L’exploration de données en cas de pandémie souligne l’importance de l’éloignement social – Newstrotteur

Un avis de circulation sur l’Interstate 5 met l’accent sur le message «Restez à la maison». (Webcam WSDOT)

Des masses de données de localisation recueillies en Chine montrent que les tests intensifs, le suivi et les restrictions de mobilité sont des stratégies efficaces pour lutter contre une épidémie de coronavirus. Ils montrent également que les stratégies ont besoin de temps pour fonctionner.

Et bien qu’il soit encore tôt, des preuves similaires suggèrent que les stratégies fonctionnent également à Seattle.

Les preuves en provenance de Chine sont présentées dans un article publié en ligne aujourd’hui par la revue Science. Une équipe de recherche internationale, dirigée par Moritz Kraemer de l’Université d’Oxford, a corrélé les données de localisation mobile de la société chinoise de recherche Internet Baidu avec les données épidémiologiques du groupe de travail sur les données Open COVID-19.

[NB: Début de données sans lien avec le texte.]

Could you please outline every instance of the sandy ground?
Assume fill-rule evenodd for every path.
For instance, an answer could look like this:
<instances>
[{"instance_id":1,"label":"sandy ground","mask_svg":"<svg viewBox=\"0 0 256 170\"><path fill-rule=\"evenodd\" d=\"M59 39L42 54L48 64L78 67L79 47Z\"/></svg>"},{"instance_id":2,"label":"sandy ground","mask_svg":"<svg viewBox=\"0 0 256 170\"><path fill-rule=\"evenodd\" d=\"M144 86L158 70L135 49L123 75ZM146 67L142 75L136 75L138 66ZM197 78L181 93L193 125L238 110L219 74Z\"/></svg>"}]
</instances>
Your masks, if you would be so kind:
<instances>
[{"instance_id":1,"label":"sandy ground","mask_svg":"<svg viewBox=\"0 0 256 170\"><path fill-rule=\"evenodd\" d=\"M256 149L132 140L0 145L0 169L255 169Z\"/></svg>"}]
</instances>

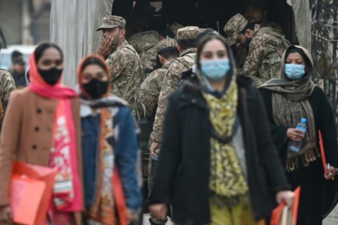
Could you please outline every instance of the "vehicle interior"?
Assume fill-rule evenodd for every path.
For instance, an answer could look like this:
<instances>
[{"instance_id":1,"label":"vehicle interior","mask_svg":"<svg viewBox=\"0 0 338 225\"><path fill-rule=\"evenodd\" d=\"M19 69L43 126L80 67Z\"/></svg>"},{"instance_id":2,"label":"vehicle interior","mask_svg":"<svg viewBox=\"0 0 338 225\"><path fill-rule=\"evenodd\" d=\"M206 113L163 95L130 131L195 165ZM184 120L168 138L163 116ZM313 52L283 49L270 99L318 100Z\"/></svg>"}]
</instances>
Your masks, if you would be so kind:
<instances>
[{"instance_id":1,"label":"vehicle interior","mask_svg":"<svg viewBox=\"0 0 338 225\"><path fill-rule=\"evenodd\" d=\"M161 30L177 22L184 26L213 28L224 34L223 27L227 21L238 13L244 13L248 1L263 0L115 0L112 15L126 17L132 11L133 6L136 8L138 4L149 3L161 8L153 15L153 30ZM280 24L287 38L292 44L296 44L294 14L287 1L265 0L265 2L268 6L267 18Z\"/></svg>"},{"instance_id":2,"label":"vehicle interior","mask_svg":"<svg viewBox=\"0 0 338 225\"><path fill-rule=\"evenodd\" d=\"M152 30L161 31L176 22L183 26L195 25L201 28L213 28L224 35L223 27L225 23L237 13L244 13L248 1L262 0L115 0L112 15L127 18L133 8L137 8L138 5L150 4L156 8L151 20ZM292 44L298 44L294 34L292 8L287 4L287 1L269 0L265 1L265 3L268 7L268 20L280 25L287 39ZM152 122L151 119L148 119L142 120L139 124L142 131L139 144L142 152L144 199L148 196L148 142Z\"/></svg>"}]
</instances>

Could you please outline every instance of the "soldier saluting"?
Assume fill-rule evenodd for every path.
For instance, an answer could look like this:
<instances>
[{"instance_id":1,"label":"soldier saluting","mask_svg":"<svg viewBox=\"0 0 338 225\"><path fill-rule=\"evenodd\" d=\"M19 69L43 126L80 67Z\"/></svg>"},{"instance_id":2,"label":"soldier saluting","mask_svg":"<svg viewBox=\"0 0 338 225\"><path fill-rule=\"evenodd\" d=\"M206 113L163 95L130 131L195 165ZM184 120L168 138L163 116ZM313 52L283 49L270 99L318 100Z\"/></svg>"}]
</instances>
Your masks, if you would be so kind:
<instances>
[{"instance_id":1,"label":"soldier saluting","mask_svg":"<svg viewBox=\"0 0 338 225\"><path fill-rule=\"evenodd\" d=\"M104 36L97 53L106 58L109 66L111 92L132 103L144 79L144 72L139 55L125 40L125 20L122 17L105 16L97 29Z\"/></svg>"}]
</instances>

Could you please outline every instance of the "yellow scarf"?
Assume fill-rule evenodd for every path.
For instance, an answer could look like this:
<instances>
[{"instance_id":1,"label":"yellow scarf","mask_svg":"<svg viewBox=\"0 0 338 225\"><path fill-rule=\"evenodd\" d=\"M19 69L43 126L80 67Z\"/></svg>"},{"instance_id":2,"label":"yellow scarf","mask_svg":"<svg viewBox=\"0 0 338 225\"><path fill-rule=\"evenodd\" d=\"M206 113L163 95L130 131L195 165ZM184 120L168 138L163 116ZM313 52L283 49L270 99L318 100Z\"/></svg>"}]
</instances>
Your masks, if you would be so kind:
<instances>
[{"instance_id":1,"label":"yellow scarf","mask_svg":"<svg viewBox=\"0 0 338 225\"><path fill-rule=\"evenodd\" d=\"M227 92L220 98L202 91L209 108L209 117L218 136L232 134L238 102L237 84L232 79ZM248 192L248 186L231 142L222 143L211 139L211 174L209 188L217 195L232 197Z\"/></svg>"}]
</instances>

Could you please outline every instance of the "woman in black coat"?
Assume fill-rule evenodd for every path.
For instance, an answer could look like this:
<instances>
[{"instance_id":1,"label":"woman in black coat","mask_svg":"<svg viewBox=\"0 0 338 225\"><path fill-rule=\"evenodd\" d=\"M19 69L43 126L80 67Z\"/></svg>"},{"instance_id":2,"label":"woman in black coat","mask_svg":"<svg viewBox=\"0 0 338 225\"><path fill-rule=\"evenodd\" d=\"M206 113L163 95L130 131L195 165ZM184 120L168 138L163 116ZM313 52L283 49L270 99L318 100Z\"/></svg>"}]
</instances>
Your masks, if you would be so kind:
<instances>
[{"instance_id":1,"label":"woman in black coat","mask_svg":"<svg viewBox=\"0 0 338 225\"><path fill-rule=\"evenodd\" d=\"M237 77L225 40L198 43L196 72L169 98L149 210L177 224L263 224L271 195L293 193L273 144L259 93ZM192 72L192 71L188 72Z\"/></svg>"},{"instance_id":2,"label":"woman in black coat","mask_svg":"<svg viewBox=\"0 0 338 225\"><path fill-rule=\"evenodd\" d=\"M337 185L331 179L338 167L333 112L323 90L311 81L313 63L308 50L289 47L282 58L281 68L280 79L260 87L270 131L289 184L294 188L301 186L297 224L322 224L323 215L337 203ZM306 134L295 129L302 117L307 119ZM330 165L327 174L320 159L318 130ZM301 140L299 151L289 150L292 140Z\"/></svg>"}]
</instances>

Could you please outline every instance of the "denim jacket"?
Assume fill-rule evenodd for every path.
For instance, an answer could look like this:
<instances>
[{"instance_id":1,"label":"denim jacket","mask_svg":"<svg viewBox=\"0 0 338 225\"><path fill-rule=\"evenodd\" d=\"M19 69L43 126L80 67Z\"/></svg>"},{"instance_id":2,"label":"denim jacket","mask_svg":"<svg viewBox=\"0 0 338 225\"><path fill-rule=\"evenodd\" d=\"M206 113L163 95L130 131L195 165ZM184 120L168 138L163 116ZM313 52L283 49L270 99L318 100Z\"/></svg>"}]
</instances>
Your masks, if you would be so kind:
<instances>
[{"instance_id":1,"label":"denim jacket","mask_svg":"<svg viewBox=\"0 0 338 225\"><path fill-rule=\"evenodd\" d=\"M127 207L137 210L142 204L142 193L138 184L136 166L138 158L138 140L134 117L125 105L118 107L118 112L112 119L118 123L119 132L113 145L115 163L121 177ZM87 105L81 107L82 144L84 167L84 202L86 207L92 205L96 188L97 150L99 144L100 114L88 113ZM87 113L83 113L84 108Z\"/></svg>"}]
</instances>

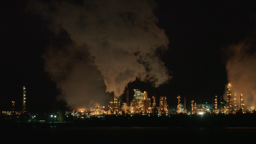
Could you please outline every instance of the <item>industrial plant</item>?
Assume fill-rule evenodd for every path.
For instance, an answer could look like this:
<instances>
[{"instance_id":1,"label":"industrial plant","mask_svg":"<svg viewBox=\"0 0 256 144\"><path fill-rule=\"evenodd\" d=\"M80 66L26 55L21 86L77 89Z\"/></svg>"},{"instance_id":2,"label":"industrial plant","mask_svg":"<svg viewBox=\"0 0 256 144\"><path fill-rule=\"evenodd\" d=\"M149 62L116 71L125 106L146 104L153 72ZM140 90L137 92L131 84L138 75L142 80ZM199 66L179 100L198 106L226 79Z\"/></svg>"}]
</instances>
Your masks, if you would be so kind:
<instances>
[{"instance_id":1,"label":"industrial plant","mask_svg":"<svg viewBox=\"0 0 256 144\"><path fill-rule=\"evenodd\" d=\"M70 111L65 111L63 112L58 112L55 115L51 117L51 121L54 120L60 120L60 114L64 116L70 116L74 119L85 119L90 118L91 117L102 117L108 115L122 115L128 114L140 114L142 115L156 114L159 116L162 114L171 115L180 114L187 115L204 115L204 114L234 114L237 113L250 113L255 112L254 107L250 107L248 110L245 110L243 96L239 95L240 99L237 100L237 94L235 94L235 96L231 96L231 93L229 86L228 87L227 100L222 98L222 96L218 97L215 96L213 99L212 103L197 104L194 101L191 101L191 105L188 107L186 106L186 97L183 98L180 96L177 97L177 105L176 107L169 106L167 105L166 97L165 96L160 96L159 105L156 102L156 97L152 97L152 99L149 97L148 92L142 91L139 90L133 90L133 99L129 101L129 90L125 91L126 94L126 103L122 104L120 103L119 98L114 96L111 100L109 100L107 107L99 106L90 111L78 111L72 110ZM13 101L12 111L3 111L2 115L12 115L15 114L18 116L26 113L26 88L23 88L22 107L22 111L15 111L15 102ZM184 100L183 103L181 99ZM232 102L234 103L232 103ZM30 119L34 120L36 119L36 115L30 114ZM41 120L42 121L42 120ZM44 120L43 120L43 122Z\"/></svg>"}]
</instances>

M. Kraemer et ses collègues ont déclaré que les restrictions imposées aux déplacements en Chine ont considérablement réduit le nombre de cas qui ont été retracés à l’épicentre de l’épidémie dans la province du Hubei en provenance d’autres régions du pays. Avant le 31 janvier, il y avait 515 cas de ce type. Après le 31 janvier, il n’y en avait plus que 39.

Malheureusement, le virus s’est apparemment propagé par transmission asymptomatique ou «furtive» jusqu’à 14 jours avant d’être détecté dans de nouveaux endroits.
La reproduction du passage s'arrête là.